In [2]:
%run train_model.py -h

train_model.py

Trains RandomForestClassifier model on <input> file located in
 ../../data/processed. Saves model to ../../models.

Usage:
    train_model.py <filename> [options]

Options
    -i --input <file>       Filename, with extension, but without path
                            (../../data/processed). [default: train_df.feather]
    -o --output <file>      Filename for resulting model, without extension.
                            Will be save to ../../models/. [default: rf_model]
    -h --help               Show docstring.
    -t                      Test mode.


In [7]:
%run train_model.py -t

Running test...
['subdomain_null_ind', 'subdomain_www_ind', 'length_url', 'domain_dot_cnt', 'path_dot_cnt', 'hostname_dash_cnt', 'hostname_entropy', 'url_entropy', 'php_ind', 'abuse_ind', 'admin_ind', 'verification_ind', 'length_path_frac_url_len', 'length_domain_frac_url_len', 'url_slash_cnt_frac_url_len', 'url_digit_cnt_frac_url_len', 'url_special_char_cnt_frac_url_len', 'url_reserved_char_cnt_frac_url_len']


In [11]:
%run train_model.py

Loading data...
Prepping data...


KeyError: ['length_path_frac_url_len', 'length_domain_frac_url_len', 'url_slash_cnt_frac_url_len', 'url_digit_cnt_frac_url_len', 'url_special_char_cnt_frac_url_len', 'url_reserved_char_cnt_frac_url_len']

In [12]:
import os, sys
import time
import re
import feather
import pandas as pd
import numpy as np
from docopt import docopt

from sklearn.preprocessing import LabelEncoder, OneHotEncoder, StandardScaler
from sklearn.pipeline import FeatureUnion, make_pipeline
from sklearn.ensemble import RandomForestClassifier

project_dir = os.path.dirname(os.path.dirname(os.path.abspath(os.path.curdir)))
# project_dir = os.path.dirname(os.path.abspath(os.path.curdir))
new_path = os.path.join(project_dir, 'src')
sys.path.append(new_path)

import util as u
from model import pipeline as p

In [19]:
from sklearn.pipeline import FeatureUnion, make_pipeline

In [13]:
input_file = 'train_df.feather'
input_path = os.path.join('../../data/processed/', input_file)
df = feather.read_dataframe(input_path)

In [14]:
int_cols = df.select_dtypes(include='int').columns
int_cols = [col for col in int_cols if re.search('_ind', col) is None]

for col in int_cols:
    df[col] = df[col].astype(np.float64)

cols_to_convert = ['length_path', 'length_domain', 'url_slash_cnt',
                    'url_digit_cnt', 'url_special_char_cnt',
                    'url_reserved_char_cnt']

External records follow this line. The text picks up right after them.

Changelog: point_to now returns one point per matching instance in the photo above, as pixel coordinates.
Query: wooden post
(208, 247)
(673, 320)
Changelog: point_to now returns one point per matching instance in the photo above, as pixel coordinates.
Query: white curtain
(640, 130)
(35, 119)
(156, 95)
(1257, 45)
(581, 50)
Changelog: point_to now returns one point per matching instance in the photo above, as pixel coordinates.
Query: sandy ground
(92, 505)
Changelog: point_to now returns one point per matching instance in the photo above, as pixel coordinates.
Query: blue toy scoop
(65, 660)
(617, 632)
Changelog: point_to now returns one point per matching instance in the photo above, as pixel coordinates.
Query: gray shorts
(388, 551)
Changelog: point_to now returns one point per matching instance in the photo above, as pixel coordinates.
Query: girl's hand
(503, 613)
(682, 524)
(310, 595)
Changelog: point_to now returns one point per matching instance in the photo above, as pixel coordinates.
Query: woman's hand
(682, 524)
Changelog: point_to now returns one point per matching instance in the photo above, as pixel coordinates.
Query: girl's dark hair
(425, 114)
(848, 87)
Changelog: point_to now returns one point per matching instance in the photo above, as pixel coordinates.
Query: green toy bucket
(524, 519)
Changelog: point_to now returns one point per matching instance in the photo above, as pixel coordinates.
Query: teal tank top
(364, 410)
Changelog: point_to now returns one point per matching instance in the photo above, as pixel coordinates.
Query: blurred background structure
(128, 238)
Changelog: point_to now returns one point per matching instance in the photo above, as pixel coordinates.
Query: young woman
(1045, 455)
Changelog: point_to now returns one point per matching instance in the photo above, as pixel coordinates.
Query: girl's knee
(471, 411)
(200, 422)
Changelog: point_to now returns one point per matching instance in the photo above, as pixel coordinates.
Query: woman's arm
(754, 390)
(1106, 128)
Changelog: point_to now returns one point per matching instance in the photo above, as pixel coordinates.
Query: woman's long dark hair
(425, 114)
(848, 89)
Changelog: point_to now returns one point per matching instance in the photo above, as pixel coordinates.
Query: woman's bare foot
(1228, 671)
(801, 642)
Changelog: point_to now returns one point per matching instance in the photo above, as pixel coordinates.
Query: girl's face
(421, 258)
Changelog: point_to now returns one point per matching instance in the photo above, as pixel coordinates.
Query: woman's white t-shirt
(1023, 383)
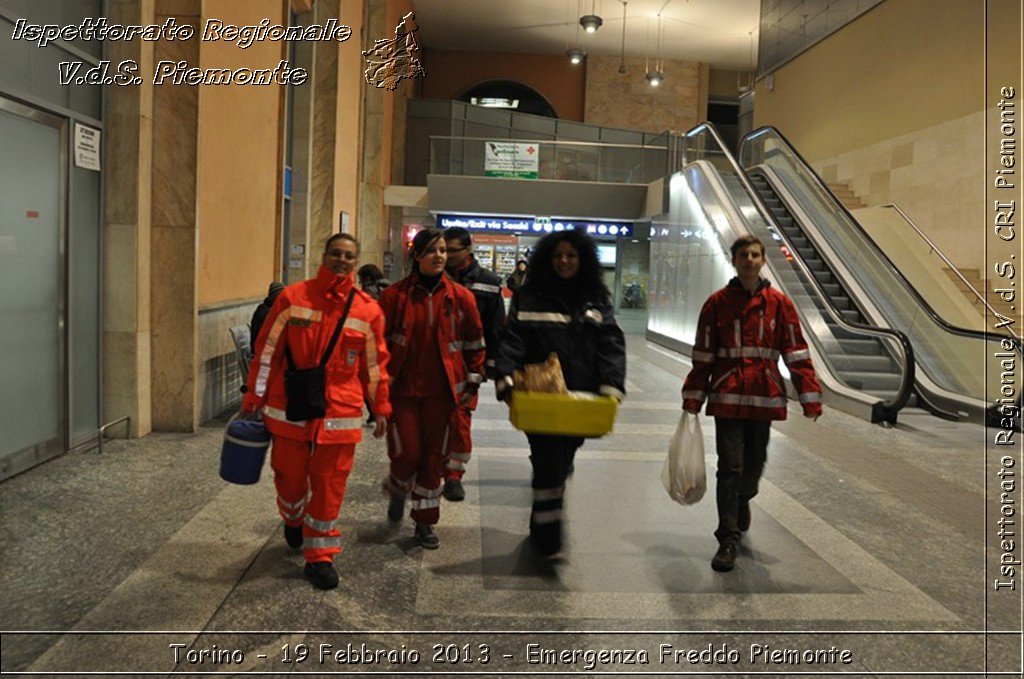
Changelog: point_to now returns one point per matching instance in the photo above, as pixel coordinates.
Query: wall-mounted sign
(86, 147)
(602, 230)
(507, 159)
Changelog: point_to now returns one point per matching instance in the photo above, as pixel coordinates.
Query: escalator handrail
(820, 185)
(907, 377)
(943, 257)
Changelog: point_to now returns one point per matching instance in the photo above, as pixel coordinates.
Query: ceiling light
(591, 23)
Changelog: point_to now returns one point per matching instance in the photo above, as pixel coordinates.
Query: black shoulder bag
(305, 389)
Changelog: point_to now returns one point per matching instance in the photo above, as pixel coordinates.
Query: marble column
(301, 131)
(127, 181)
(323, 220)
(373, 216)
(174, 312)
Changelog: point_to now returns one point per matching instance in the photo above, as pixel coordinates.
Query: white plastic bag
(683, 473)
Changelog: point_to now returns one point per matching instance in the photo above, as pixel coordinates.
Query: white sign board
(508, 159)
(86, 147)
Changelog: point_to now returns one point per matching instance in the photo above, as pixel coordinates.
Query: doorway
(33, 200)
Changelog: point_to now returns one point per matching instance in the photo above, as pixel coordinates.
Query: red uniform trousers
(417, 444)
(460, 440)
(310, 480)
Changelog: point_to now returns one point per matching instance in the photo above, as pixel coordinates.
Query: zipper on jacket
(722, 379)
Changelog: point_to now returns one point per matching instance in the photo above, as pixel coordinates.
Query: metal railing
(888, 410)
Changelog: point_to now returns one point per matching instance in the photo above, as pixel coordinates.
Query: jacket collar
(461, 272)
(762, 285)
(335, 287)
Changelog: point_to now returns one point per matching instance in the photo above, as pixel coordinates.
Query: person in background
(372, 281)
(486, 289)
(518, 277)
(436, 343)
(311, 459)
(262, 309)
(562, 307)
(742, 330)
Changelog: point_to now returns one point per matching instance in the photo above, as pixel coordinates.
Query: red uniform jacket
(735, 356)
(460, 334)
(303, 317)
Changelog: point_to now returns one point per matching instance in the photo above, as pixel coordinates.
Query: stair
(860, 362)
(846, 196)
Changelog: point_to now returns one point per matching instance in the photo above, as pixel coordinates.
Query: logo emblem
(390, 60)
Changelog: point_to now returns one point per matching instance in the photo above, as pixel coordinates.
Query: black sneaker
(453, 490)
(322, 575)
(396, 507)
(293, 536)
(743, 516)
(725, 557)
(426, 537)
(547, 538)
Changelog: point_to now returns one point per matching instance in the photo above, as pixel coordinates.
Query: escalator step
(870, 381)
(842, 302)
(833, 289)
(853, 315)
(824, 278)
(863, 364)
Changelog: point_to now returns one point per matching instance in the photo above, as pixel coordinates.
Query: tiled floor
(862, 539)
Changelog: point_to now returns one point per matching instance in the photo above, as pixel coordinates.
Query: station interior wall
(893, 105)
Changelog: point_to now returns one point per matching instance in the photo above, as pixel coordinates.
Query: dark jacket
(486, 289)
(590, 344)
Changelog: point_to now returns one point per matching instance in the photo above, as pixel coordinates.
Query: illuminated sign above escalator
(536, 225)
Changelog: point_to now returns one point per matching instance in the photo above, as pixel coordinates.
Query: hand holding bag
(683, 473)
(306, 389)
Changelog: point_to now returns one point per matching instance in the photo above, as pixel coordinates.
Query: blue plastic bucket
(244, 451)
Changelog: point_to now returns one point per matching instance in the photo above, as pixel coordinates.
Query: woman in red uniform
(436, 344)
(311, 458)
(742, 331)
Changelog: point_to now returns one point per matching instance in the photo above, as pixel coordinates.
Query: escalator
(864, 363)
(950, 379)
(864, 369)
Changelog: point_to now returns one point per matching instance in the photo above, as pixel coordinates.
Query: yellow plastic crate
(576, 414)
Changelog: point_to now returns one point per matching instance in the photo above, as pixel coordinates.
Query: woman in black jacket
(563, 307)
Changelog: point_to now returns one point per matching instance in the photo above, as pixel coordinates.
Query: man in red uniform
(436, 345)
(486, 289)
(311, 459)
(742, 331)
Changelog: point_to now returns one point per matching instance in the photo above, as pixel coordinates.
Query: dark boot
(453, 490)
(396, 507)
(547, 537)
(743, 516)
(322, 575)
(725, 557)
(426, 537)
(293, 536)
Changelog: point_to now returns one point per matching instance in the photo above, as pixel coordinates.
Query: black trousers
(742, 449)
(552, 459)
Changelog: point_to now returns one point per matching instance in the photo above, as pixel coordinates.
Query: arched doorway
(510, 95)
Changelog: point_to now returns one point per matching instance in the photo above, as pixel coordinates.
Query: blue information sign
(536, 226)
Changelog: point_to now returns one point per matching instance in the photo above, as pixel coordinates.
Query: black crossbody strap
(334, 337)
(337, 330)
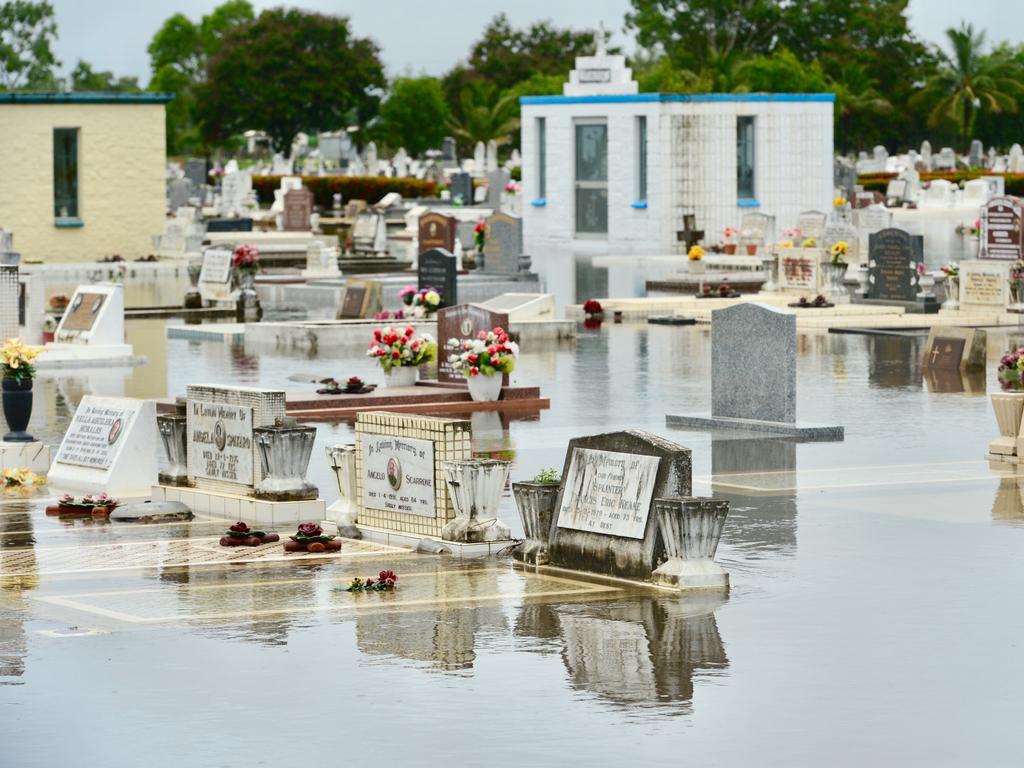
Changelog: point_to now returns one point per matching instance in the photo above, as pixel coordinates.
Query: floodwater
(872, 620)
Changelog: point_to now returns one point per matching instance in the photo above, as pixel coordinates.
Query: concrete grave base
(33, 456)
(457, 549)
(230, 508)
(809, 432)
(690, 574)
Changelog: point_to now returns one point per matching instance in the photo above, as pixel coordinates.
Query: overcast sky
(423, 36)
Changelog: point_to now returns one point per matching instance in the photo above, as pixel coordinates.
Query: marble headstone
(763, 387)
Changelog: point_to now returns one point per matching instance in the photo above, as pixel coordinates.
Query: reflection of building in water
(444, 636)
(641, 650)
(1009, 503)
(894, 361)
(15, 537)
(745, 472)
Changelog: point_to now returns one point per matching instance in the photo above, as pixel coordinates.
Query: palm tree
(486, 114)
(856, 96)
(969, 81)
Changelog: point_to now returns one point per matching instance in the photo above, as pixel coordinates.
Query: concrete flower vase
(1009, 408)
(536, 502)
(690, 529)
(342, 460)
(284, 453)
(475, 486)
(173, 431)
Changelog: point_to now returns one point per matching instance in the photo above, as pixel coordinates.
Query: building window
(641, 173)
(592, 178)
(66, 173)
(744, 159)
(542, 158)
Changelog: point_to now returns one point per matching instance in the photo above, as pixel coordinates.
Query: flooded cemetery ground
(872, 608)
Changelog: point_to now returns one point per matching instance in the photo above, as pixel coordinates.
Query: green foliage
(370, 188)
(83, 78)
(548, 475)
(968, 81)
(485, 114)
(414, 116)
(289, 71)
(27, 31)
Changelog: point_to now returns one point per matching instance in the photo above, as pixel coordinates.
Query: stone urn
(690, 529)
(835, 274)
(345, 511)
(284, 454)
(17, 409)
(1009, 408)
(173, 433)
(536, 502)
(484, 388)
(402, 376)
(475, 486)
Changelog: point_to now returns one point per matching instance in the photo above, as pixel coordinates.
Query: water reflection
(444, 637)
(894, 361)
(745, 471)
(634, 651)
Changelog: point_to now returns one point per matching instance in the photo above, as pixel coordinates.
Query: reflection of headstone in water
(19, 577)
(633, 651)
(445, 636)
(1009, 502)
(761, 520)
(894, 361)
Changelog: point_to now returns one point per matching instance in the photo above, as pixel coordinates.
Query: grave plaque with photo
(1000, 229)
(298, 209)
(437, 269)
(893, 258)
(436, 230)
(463, 322)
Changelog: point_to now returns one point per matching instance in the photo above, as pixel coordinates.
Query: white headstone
(111, 446)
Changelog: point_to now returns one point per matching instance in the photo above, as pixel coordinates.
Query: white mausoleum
(608, 170)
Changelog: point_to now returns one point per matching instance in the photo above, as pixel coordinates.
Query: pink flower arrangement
(393, 347)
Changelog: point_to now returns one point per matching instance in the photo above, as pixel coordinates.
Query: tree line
(286, 71)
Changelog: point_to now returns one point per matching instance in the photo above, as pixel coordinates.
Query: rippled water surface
(873, 616)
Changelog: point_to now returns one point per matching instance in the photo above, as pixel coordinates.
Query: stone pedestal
(690, 530)
(536, 502)
(173, 432)
(475, 486)
(345, 511)
(284, 453)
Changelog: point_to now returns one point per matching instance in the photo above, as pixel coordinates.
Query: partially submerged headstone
(754, 375)
(110, 446)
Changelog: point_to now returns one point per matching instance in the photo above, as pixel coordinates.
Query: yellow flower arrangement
(839, 251)
(15, 476)
(16, 358)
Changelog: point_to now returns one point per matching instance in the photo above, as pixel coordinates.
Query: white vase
(484, 388)
(403, 376)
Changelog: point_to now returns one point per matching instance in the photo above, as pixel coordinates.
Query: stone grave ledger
(603, 519)
(110, 446)
(893, 257)
(437, 269)
(220, 448)
(436, 230)
(463, 322)
(399, 476)
(1000, 229)
(754, 374)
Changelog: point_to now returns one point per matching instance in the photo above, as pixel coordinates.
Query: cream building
(83, 174)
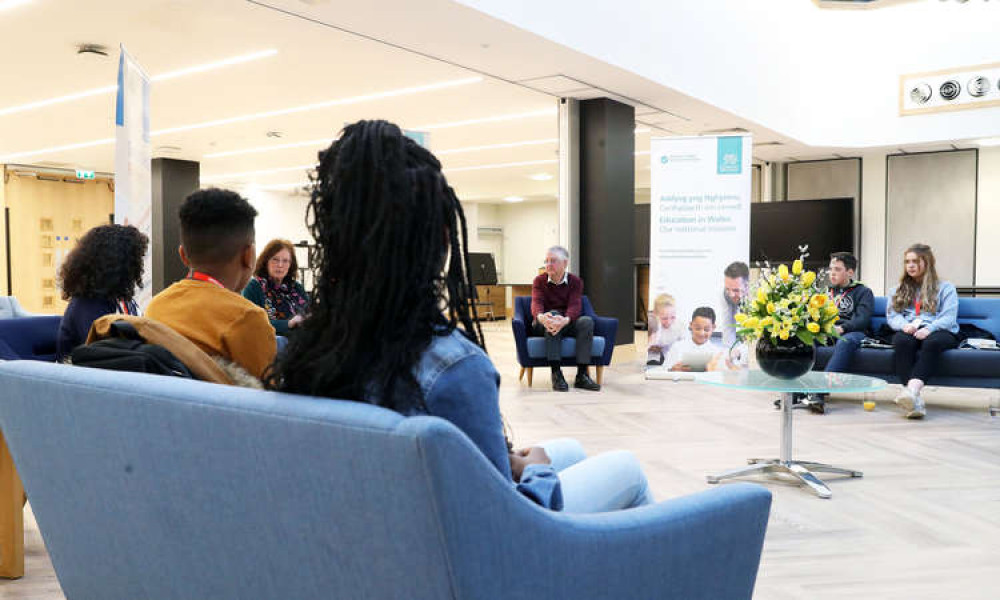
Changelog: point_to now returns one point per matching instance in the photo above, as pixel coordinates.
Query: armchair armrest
(704, 546)
(606, 327)
(520, 339)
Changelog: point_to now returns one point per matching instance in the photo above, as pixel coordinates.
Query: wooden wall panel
(47, 217)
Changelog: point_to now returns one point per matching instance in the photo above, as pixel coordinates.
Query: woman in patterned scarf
(273, 286)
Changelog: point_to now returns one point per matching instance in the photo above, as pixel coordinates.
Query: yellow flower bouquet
(785, 304)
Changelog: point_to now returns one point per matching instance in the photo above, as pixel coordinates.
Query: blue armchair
(159, 487)
(531, 348)
(29, 338)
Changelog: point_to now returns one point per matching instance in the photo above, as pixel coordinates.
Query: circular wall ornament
(921, 93)
(950, 89)
(978, 87)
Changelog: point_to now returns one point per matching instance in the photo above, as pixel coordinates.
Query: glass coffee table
(814, 382)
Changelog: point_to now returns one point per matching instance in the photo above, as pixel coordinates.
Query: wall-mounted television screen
(777, 229)
(483, 268)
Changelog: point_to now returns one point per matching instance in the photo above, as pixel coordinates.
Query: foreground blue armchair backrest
(153, 487)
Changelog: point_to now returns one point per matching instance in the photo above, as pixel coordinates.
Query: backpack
(127, 351)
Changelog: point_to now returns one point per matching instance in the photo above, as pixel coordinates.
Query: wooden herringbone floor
(924, 522)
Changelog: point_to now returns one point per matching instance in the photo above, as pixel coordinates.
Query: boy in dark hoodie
(856, 304)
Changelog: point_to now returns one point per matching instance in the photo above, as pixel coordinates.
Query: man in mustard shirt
(217, 245)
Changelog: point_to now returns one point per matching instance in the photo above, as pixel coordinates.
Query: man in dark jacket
(557, 308)
(856, 304)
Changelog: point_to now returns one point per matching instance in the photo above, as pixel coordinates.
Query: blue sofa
(29, 338)
(146, 486)
(958, 368)
(531, 348)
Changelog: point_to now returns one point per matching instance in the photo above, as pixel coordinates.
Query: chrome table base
(803, 471)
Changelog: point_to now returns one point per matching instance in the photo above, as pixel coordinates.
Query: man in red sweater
(556, 306)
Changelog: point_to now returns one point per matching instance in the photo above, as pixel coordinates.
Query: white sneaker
(919, 411)
(906, 400)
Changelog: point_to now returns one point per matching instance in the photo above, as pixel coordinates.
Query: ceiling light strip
(503, 165)
(498, 146)
(90, 144)
(226, 62)
(226, 176)
(497, 119)
(110, 89)
(318, 105)
(243, 118)
(310, 143)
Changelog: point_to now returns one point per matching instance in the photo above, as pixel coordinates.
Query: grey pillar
(607, 209)
(173, 181)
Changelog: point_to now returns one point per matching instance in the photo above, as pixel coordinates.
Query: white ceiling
(326, 50)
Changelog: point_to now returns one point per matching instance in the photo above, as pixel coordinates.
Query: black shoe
(797, 401)
(559, 382)
(584, 382)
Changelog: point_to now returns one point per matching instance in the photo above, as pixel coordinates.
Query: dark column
(607, 209)
(173, 180)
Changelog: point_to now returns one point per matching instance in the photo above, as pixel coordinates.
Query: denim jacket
(461, 384)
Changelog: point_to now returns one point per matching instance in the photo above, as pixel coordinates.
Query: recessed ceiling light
(496, 119)
(498, 146)
(5, 4)
(504, 165)
(226, 176)
(110, 89)
(262, 115)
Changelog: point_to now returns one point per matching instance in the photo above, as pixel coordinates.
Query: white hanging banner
(700, 219)
(133, 159)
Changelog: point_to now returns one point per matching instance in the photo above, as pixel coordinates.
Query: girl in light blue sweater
(924, 312)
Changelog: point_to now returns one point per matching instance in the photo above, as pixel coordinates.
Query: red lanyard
(837, 299)
(199, 276)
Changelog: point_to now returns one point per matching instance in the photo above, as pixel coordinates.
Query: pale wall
(988, 219)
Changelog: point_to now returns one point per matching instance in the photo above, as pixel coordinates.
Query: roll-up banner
(700, 237)
(133, 160)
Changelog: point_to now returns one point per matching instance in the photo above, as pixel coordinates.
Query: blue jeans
(843, 352)
(602, 483)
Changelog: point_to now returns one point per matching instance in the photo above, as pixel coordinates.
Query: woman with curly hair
(924, 312)
(273, 286)
(99, 277)
(393, 319)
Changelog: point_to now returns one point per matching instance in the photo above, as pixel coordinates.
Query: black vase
(785, 359)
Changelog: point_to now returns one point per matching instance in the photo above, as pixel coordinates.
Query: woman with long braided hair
(393, 322)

for col in cols_to_convert:
    new_col_name = col + '_frac_url_len'
    df[new_col_name] = df[col] / df['length_url']

In [16]:
model_cols = ['subdomain_null_ind', 'subdomain_www_ind', 'length_url',
              'domain_dot_cnt', 'path_dot_cnt', 'hostname_dash_cnt',
              'hostname_entropy', 'url_entropy', 'php_ind', 'abuse_ind',
              'admin_ind','verification_ind',
              'length_path_frac_url_len', 'length_domain_frac_url_len',
              'url_slash_cnt_frac_url_len', 'url_digit_cnt_frac_url_len',
              'url_special_char_cnt_frac_url_len', 'url_reserved_char_cnt_frac_url_len']

In [17]:
df = df.dropna(subset=model_cols)

In [None]:
target = 'label'
X = df.drop(columns=target)
y = df[target]

all_cols = df.columns

# Preprocessing
print('Getting pipeline ready...')
proc_dict = {
#     'base_suffix':[p.Consolidate(1), OneHotEncoder(handle_unknown='ignore')]
            }

num_cols = [col for col in all_cols if re.search('_cnt', col) is not None] + \
            ['length_url', 'hostname_entropy', 'url_entropy']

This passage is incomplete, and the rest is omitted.